The Philadelphia Chromosome

Author: OncoLink Team
Content Contributor: Allyson Distel, MPH
Last Reviewed: December 06, 2023

Cells in the body most often hold 23 pairs of chromosomes. One day, Drs. Peter Nowell and David Hungerford, two Philadelphia researchers, were experimenting with cells from many types of leukemia. They noticed chromosome number 22 looked smaller than normal on the cancer cells of two people with CML (Chronic Myeloid Leukemia). With the far less sophisticated techniques of the time, they were not able to tell what happened to the material missing from the small chromosome.

Nowell and Hungerford published their research in 1960, that described the abnormal finding. They studied further and the smaller-than-normal chromosome 22 was found in 9 out of 10 patients with CML. A group in the United Kingdom confirmed the finding and it was then named the Philadelphia Chromosome, for the city in which it was found. Nowell and Hungerford proved that this genetic change was needed for the growth of CML - a novel and often unaccepted concept at that time.

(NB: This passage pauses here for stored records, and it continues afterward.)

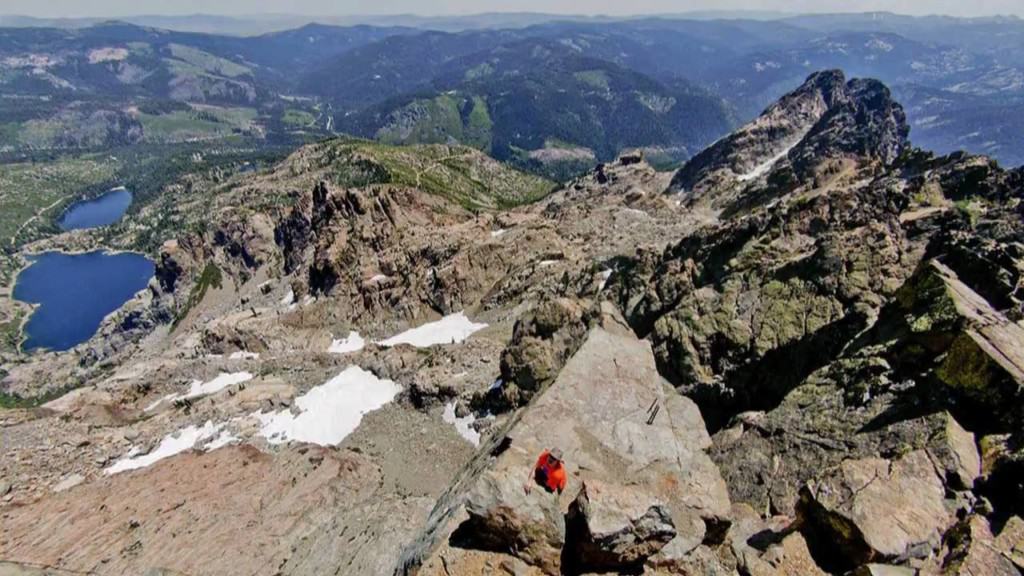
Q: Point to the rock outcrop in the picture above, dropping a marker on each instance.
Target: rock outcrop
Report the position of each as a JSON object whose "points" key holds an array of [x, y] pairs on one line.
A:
{"points": [[615, 528], [621, 428]]}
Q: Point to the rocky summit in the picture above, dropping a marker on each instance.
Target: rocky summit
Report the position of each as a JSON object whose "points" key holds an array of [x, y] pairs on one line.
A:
{"points": [[800, 354]]}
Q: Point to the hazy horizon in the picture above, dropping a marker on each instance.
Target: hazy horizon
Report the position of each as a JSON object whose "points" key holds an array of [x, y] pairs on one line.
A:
{"points": [[329, 8]]}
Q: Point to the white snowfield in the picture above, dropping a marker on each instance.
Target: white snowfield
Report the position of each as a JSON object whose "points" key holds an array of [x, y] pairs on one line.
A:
{"points": [[331, 411], [198, 388], [463, 425], [765, 166], [353, 342], [176, 443], [449, 330]]}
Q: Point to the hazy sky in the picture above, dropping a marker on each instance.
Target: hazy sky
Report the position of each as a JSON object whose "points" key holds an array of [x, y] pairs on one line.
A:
{"points": [[435, 7]]}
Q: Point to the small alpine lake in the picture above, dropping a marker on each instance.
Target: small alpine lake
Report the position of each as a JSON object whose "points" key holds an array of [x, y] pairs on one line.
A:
{"points": [[75, 292], [100, 211]]}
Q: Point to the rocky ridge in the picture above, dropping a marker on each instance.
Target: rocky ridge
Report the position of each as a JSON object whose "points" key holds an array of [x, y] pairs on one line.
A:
{"points": [[800, 356]]}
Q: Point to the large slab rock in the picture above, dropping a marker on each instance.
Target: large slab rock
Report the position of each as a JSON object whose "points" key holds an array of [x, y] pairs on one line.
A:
{"points": [[876, 509], [972, 551], [617, 422], [613, 527], [1011, 541], [504, 518]]}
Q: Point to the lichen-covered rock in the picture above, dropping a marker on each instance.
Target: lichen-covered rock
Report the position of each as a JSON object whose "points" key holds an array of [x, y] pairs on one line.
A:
{"points": [[971, 549], [1011, 541], [613, 527], [504, 517], [613, 417], [877, 509], [884, 570], [542, 342]]}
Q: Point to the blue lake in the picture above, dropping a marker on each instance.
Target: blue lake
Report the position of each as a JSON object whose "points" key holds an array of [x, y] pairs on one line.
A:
{"points": [[75, 293], [97, 212]]}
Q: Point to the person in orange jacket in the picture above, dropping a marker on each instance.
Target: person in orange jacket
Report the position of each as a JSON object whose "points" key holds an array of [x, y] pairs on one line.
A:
{"points": [[549, 471]]}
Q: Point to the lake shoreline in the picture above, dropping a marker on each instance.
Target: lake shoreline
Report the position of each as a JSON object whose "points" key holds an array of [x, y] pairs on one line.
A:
{"points": [[30, 254], [113, 279]]}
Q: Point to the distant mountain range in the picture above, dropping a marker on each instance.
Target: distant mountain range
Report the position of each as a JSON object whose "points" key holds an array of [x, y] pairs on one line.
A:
{"points": [[529, 88]]}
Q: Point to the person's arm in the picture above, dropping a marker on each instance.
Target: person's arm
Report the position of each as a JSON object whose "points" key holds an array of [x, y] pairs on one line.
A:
{"points": [[532, 471]]}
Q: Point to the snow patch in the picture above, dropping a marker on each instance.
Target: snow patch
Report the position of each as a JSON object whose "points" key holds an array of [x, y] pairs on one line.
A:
{"points": [[221, 441], [172, 444], [765, 166], [353, 342], [198, 388], [331, 411], [289, 298], [463, 425], [449, 330]]}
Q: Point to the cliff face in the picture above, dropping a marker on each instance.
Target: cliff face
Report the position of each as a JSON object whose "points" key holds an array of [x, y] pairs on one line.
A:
{"points": [[800, 356]]}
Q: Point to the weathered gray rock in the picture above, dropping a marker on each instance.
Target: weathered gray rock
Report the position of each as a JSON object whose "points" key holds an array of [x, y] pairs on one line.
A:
{"points": [[884, 570], [613, 527], [957, 452], [503, 517], [613, 417], [971, 550], [877, 509], [1011, 541]]}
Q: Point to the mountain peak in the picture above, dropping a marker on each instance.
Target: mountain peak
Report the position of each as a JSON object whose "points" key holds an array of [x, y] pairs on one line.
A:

In 1972, one more researcher Janet Rowley, MD, found the missing piece of chromosome number 22 attached to chromosome number 9. This was the finding of the first known chromosomal translocation (changing locations). The 9;22 translocation is found on the leukemic cells of more than 95% of patients with CML. As more genetics studies were done, it was learned that the gene abl (pronounced "able"), in most cases found on chromosome 9, had attached itself to the gene bcr (pronounced "b-c-r") on chromosome 22. The bcr-abl gene encodes a protein (called tyrosine kinase), whose activity results in too many stem cells changing into white blood cells, leaving a shortage of other cell types. This genetic change to bcr-abl occurs during a person's lifetime and is not passed on to future generations or passed down from parents.

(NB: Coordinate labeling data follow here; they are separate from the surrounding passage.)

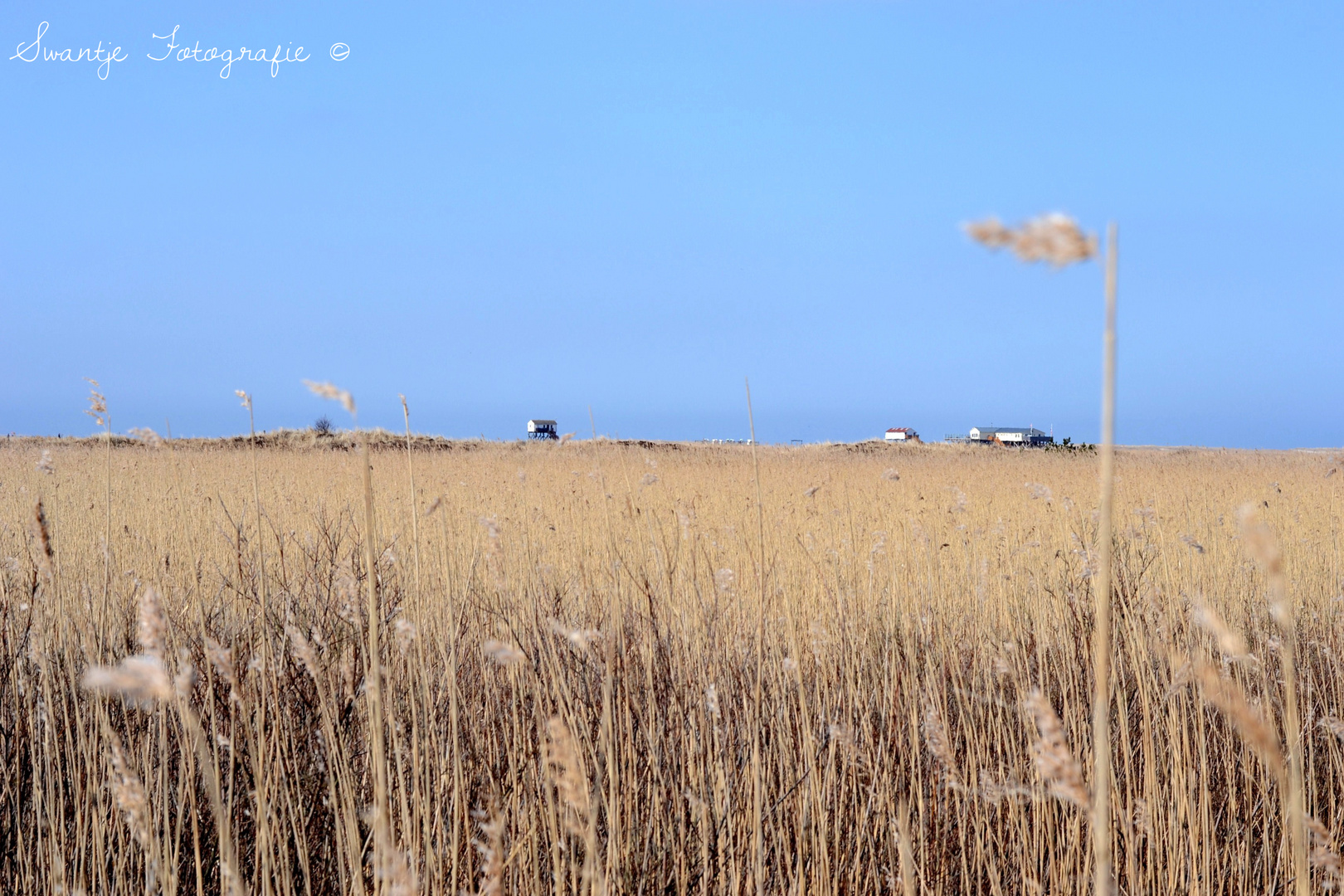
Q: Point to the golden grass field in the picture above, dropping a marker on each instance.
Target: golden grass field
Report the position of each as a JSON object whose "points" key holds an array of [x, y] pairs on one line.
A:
{"points": [[589, 681]]}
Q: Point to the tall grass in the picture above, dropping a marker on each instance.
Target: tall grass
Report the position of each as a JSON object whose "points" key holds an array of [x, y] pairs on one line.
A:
{"points": [[602, 637]]}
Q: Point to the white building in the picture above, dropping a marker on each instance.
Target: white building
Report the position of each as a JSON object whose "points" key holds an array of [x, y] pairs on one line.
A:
{"points": [[1011, 434]]}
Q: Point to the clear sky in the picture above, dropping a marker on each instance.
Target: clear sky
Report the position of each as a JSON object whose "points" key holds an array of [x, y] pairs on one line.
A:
{"points": [[511, 210]]}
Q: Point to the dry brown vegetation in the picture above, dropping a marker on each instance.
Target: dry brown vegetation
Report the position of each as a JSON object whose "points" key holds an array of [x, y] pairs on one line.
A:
{"points": [[589, 681]]}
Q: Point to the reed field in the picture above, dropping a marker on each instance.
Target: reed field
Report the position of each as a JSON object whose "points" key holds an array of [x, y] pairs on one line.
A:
{"points": [[606, 666]]}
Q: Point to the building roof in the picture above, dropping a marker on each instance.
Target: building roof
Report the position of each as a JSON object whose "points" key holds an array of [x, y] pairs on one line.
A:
{"points": [[995, 430]]}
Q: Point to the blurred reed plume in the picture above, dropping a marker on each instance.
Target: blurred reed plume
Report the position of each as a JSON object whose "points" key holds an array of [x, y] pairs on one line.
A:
{"points": [[1055, 240]]}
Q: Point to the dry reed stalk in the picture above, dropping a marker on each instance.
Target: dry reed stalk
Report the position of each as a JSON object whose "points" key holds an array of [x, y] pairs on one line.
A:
{"points": [[373, 674], [1103, 876], [757, 704], [99, 411], [908, 864], [42, 535], [1264, 547]]}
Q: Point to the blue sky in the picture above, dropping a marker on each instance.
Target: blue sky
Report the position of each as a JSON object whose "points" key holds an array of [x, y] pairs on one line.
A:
{"points": [[523, 210]]}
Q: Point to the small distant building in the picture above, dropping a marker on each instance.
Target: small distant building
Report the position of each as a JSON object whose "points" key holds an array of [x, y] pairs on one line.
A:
{"points": [[542, 430], [1011, 436]]}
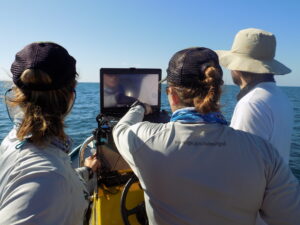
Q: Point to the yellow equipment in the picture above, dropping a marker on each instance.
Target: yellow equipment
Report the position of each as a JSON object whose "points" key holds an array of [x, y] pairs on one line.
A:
{"points": [[118, 198]]}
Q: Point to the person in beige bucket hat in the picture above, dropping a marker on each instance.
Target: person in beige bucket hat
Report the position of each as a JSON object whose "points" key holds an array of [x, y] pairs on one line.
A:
{"points": [[262, 108]]}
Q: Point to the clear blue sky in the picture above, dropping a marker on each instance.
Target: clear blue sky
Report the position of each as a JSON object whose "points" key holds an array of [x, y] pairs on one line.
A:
{"points": [[144, 33]]}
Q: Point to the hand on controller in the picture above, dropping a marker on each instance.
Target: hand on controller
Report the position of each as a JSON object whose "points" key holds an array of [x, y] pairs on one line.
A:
{"points": [[92, 162]]}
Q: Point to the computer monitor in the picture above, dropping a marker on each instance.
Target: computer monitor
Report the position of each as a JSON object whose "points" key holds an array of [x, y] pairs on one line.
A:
{"points": [[120, 87]]}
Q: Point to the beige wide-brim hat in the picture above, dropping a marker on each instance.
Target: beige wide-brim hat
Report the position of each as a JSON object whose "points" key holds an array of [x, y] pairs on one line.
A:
{"points": [[253, 50]]}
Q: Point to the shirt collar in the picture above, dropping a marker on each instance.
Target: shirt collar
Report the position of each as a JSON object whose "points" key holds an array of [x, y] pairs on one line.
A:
{"points": [[245, 90]]}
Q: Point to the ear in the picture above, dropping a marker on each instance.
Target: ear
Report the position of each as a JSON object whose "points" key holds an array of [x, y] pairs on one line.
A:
{"points": [[174, 96]]}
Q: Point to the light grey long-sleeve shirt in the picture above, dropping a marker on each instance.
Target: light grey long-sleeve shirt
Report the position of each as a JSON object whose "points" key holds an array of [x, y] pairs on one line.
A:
{"points": [[207, 174], [39, 186]]}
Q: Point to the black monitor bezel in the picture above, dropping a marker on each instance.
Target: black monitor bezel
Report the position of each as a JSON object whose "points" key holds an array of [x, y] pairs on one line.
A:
{"points": [[120, 111]]}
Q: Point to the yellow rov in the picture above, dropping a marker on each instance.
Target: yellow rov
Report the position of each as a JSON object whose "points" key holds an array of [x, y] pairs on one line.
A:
{"points": [[118, 198]]}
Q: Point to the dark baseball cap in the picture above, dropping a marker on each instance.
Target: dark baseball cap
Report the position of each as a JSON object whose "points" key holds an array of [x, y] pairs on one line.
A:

Flash forward to the 1990s, when a group of researchers, led by Dr. Brian Druker in Oregon, began work on a medication known as STI-571. This would become the first medication to exactly target cancer cells – in this case, the target is BCR-ABL. The first group of patients involved in studies of this medication, later named imatinib (Gleevec), had failed other treatments and joined the STI-571 trial as a last effort. Nearly all the patients saw their white blood cell counts return to normal within a few weeks of starting the therapy. This medication – the result of nearly 40 years of research – would change the future of cancer care and how researchers look at treatments.

Imatinib was the first of many targeted therapies that have changed how we treat many cancers – and it all started with an interesting finding in a small lab in Philadelphia.


December 20, 2023

Surprise! Financial Assistance To Help With Your Medical Bills May Be Available!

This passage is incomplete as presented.